Marco Werner, Highcroft Racing
HPD ARX-01c (LMP2)
“I’m very happy to be here. I’m really happy to be in a group like Highcroft Racing. Compared to Audi it’s a small team but they are very familiar and professional.”

(Audi LMP1 vs. HPD P2) “I have to change my driving completely – slower on the straights but later on braking and faster in the corners. We have no data and I hope the weather is clear in practice but it looks like rain. It will be difficult for us to collect data and find a setup. We are driving a different configuration than in the ALMS so it will be difficult.”

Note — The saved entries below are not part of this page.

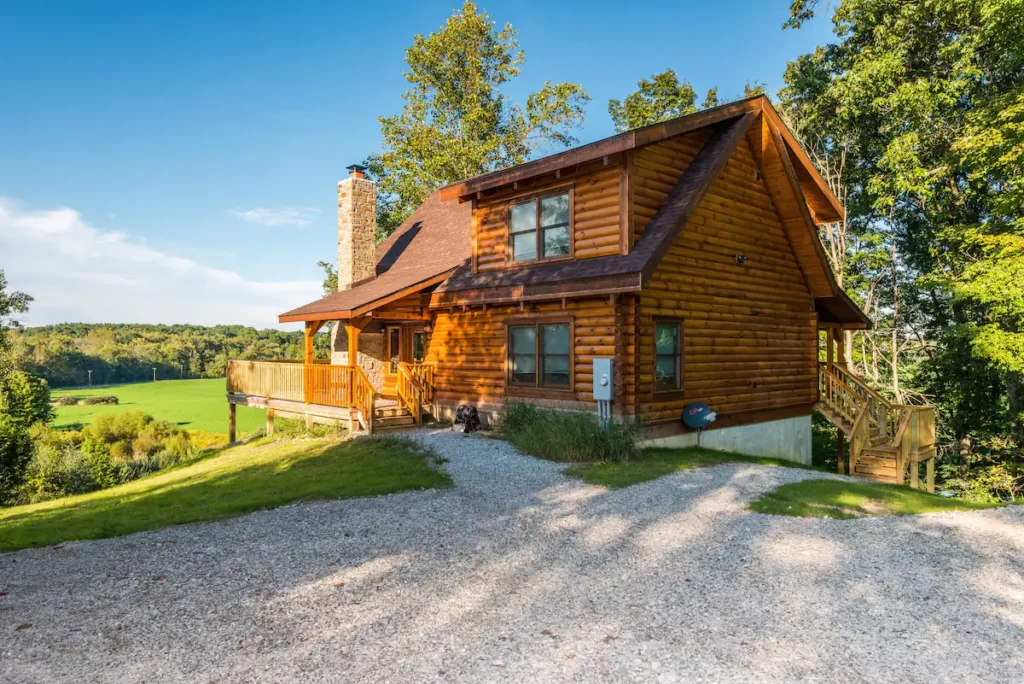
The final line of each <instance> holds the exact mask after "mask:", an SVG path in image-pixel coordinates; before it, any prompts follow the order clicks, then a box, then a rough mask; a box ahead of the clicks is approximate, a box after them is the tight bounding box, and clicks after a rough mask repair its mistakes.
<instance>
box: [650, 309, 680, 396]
mask: <svg viewBox="0 0 1024 684" xmlns="http://www.w3.org/2000/svg"><path fill="white" fill-rule="evenodd" d="M683 324H684V320H683V319H682V318H673V317H662V316H655V317H653V318H651V324H650V333H651V343H650V353H651V361H650V384H651V392H652V393H653V394H654V395H656V396H657V397H658V398H676V397H682V396H683V392H684V391H685V387H686V383H685V380H684V367H685V364H684V361H683V355H684V354H683V346H684V339H685V338H684V337H683V336H684V335H685V332H686V331H685V326H684V325H683ZM659 325H662V326H666V325H668V326H676V327H677V328H678V330H679V337H678V338H677V339H678V342H679V352H678V353H679V360H678V361H677V362H676V373H677V376H676V377H677V385H676V387H674V388H672V389H658V388H657V327H658V326H659Z"/></svg>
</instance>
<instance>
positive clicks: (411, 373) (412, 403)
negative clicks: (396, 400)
mask: <svg viewBox="0 0 1024 684" xmlns="http://www.w3.org/2000/svg"><path fill="white" fill-rule="evenodd" d="M397 372H398V378H397V380H398V381H397V382H396V383H395V389H396V390H397V392H398V400H399V401H400V402H401V403H404V404H406V408H407V409H409V412H410V413H411V414H412V415H413V419H414V420H415V421H416V424H417V425H421V424H422V423H423V385H421V384H420V381H419V380H417V379H416V377H415V376H414V375H413V372H412V370H411V369H410V368H409V364H407V362H406V361H399V362H398V368H397Z"/></svg>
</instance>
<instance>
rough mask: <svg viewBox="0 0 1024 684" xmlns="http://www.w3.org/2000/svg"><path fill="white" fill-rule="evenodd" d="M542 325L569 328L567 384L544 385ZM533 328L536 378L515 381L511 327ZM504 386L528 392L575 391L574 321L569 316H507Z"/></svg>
mask: <svg viewBox="0 0 1024 684" xmlns="http://www.w3.org/2000/svg"><path fill="white" fill-rule="evenodd" d="M542 326H568V329H569V384H568V385H561V386H556V385H545V384H544V353H543V351H542V349H541V344H542V335H541V327H542ZM530 327H532V328H534V329H535V331H536V332H535V335H534V354H535V357H536V358H537V379H536V380H535V381H534V382H532V383H531V384H530V383H523V382H516V381H515V380H514V379H513V377H512V329H513V328H530ZM505 387H506V389H508V390H512V391H520V392H525V393H530V392H545V393H547V392H557V393H560V394H572V393H573V392H574V391H575V322H574V320H573V319H572V317H571V316H564V315H563V316H558V317H548V316H530V317H528V318H508V319H507V320H506V322H505Z"/></svg>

Dominik Farnbacher, Hankook Team Farnbacher
Ferrari F430 GT (GT2)
(Depth in GT2) You have the best teams from ALMS and the best teams from the LMS. So you really have a world championship here. If you look at the entry list, you see all these big teams, and I think there is quite a big competition. If we’re lucky, they will all go over the limit early.”

A select group of Series drivers and teams will compete at the 78th running of the 24 Hours of Le Mans. The world’s greatest motor race is set for June 12-13 from the famed Circuit de la Sarthe in France. SPEED will broadcast the event live with flag-to-flag coverage available on radiolemans.com.